Obviously Campy gave up on pedal development a long time ago. I have a bunch of them and regard them as one of those examples of Campy over-engineering. I found them easier to clip into than the Look Deltas and early Keos I had been using. They work fine and will last forever, but I'm not going to try to convert anyone.


----------



## Drew Eckhardt (Nov 11, 2009)

bikerjulio said:


> I'm not about to go looking through every catalog, but my guess for carbon would be around 2005.
> 
> I have 3 of the very rare Ti ones


It's good to have spares for when the clamps break







and you finish your ride like this








I never had that problem with a C-Record post which was also infinitely adjustable not limited to 1 degree increments.


----------



## bikerjulio (Jan 19, 2010)

Campy seatposts are not known for their fragility. Lots of Km on mine and I'm no lightweight.

Overtightened?


----------



## kbwh (May 28, 2010)

The last one I bought is a 31,8 mm Record carbon with 0,5 mm increments. I bought it in 2010 and I'm using it again now after a FSA K-Force clamp broke on me last year after 10000 km.


----------



## Mike T. (Feb 3, 2004)

They stopped making seatposts when they stopped making these - 










Simple, effective. Yeah they were a bit of a fiddle (with some saddles) to get adjusted but once you got it set, it stayed set.
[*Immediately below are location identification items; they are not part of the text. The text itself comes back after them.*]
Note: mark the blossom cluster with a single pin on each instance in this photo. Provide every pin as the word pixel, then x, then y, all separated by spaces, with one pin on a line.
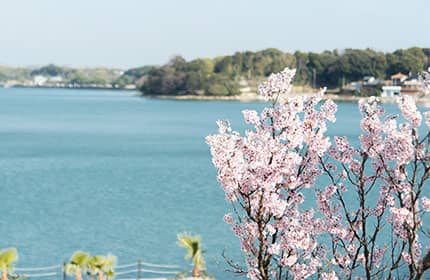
pixel 265 173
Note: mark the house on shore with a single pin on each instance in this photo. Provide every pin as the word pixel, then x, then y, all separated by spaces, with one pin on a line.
pixel 402 84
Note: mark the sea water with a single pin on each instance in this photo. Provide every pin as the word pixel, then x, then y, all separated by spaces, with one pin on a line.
pixel 110 172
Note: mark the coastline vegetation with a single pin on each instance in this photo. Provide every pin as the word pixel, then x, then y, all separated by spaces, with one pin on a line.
pixel 243 71
pixel 231 75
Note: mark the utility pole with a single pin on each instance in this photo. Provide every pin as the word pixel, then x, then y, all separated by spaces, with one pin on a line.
pixel 139 269
pixel 314 78
pixel 64 271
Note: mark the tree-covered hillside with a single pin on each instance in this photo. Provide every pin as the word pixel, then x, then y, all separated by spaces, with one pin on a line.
pixel 229 75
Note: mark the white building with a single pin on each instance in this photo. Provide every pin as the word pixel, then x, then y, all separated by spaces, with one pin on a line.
pixel 39 80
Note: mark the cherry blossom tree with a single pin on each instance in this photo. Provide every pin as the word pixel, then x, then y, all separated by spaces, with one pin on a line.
pixel 263 174
pixel 366 223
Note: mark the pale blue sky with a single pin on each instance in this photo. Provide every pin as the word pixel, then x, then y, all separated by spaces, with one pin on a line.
pixel 129 33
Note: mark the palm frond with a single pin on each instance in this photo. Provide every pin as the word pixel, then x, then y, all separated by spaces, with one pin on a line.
pixel 80 259
pixel 8 257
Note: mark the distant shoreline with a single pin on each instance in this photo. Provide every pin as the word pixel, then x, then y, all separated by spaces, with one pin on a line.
pixel 242 97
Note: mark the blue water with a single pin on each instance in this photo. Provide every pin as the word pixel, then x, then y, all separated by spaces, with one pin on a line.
pixel 106 171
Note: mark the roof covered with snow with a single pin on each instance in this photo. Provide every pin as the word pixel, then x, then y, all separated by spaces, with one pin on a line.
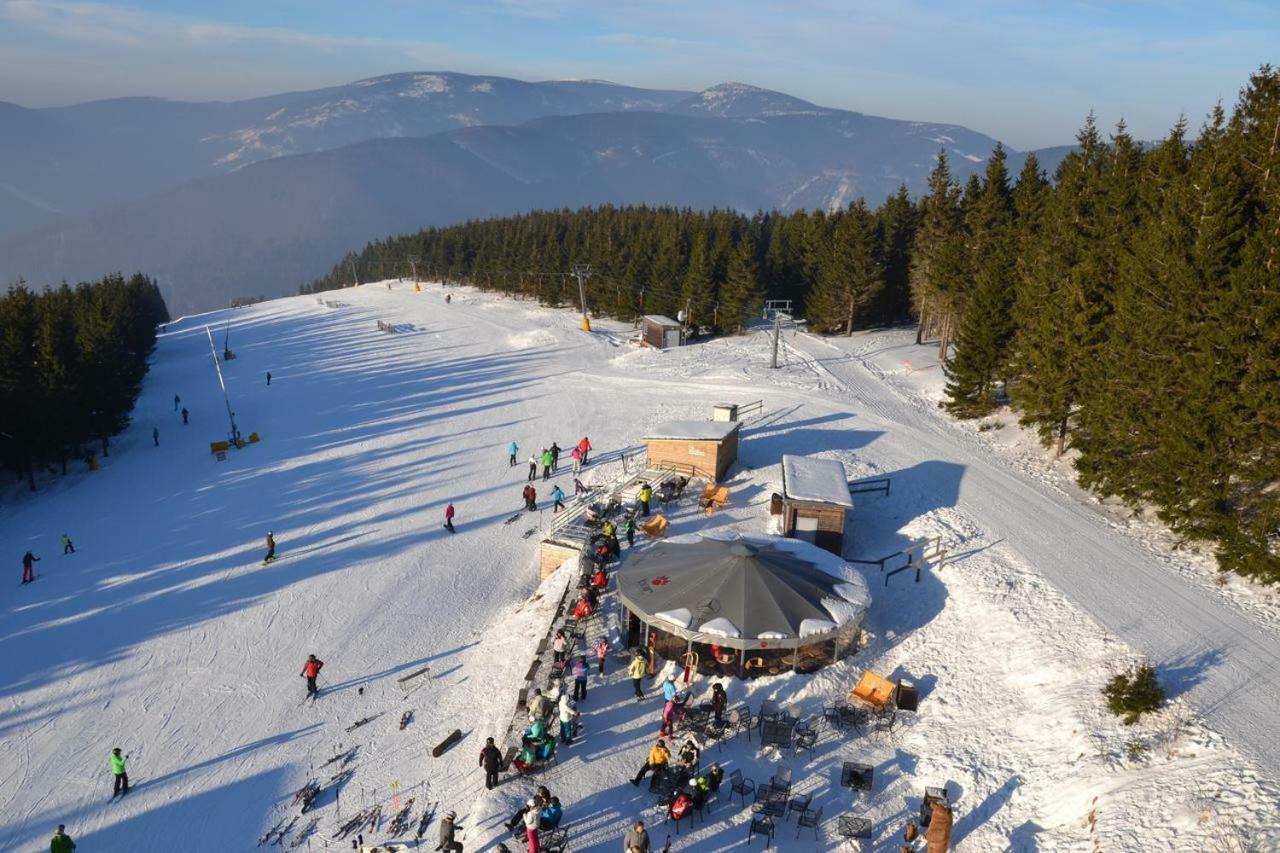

I still have a couple of them kicking around - salvaged from e-bay and re-polished to perfection by myself.


----------



## kbwh (May 28, 2010)

That's the type Merckx is adjusting when they wait on the strikers in A Sunday in Hell, isn't it?






@ 26:08


----------



## Drew Eckhardt (Nov 11, 2009)

bikerjulio said:


> Campy seatposts are not known for their fragility. Lots of Km on mine and I'm no lightweight.
> 
> Overtightened?


Snug but not tight. Whatever you get with a standard length 6mm hex key which worked great on previous posts.


----------



## Drew Eckhardt (Nov 11, 2009)

Mike T. said:


> They stopped making seatposts when they stopped making these -
> 
> Simple, effective. Yeah they were a bit of a fiddle (with some saddles) to get adjusted but once you got it set, it stayed set.
> 
> I still have a couple of them kicking around - salvaged from e-bay and re-polished to perfection by myself.


I was partial to C-record aero posts until I got a saddle with taller rails and the maximum insertion depth was too short for my fist full of seatpost showing sized frame.

Now I think the SP10-RE is where it's at - same infinitely adjustable mechanism, round post which still works with not a lot showing. They polish up nicely, although mine has an aged look. Also available with a discrete ergo-era "Record" logo.


----------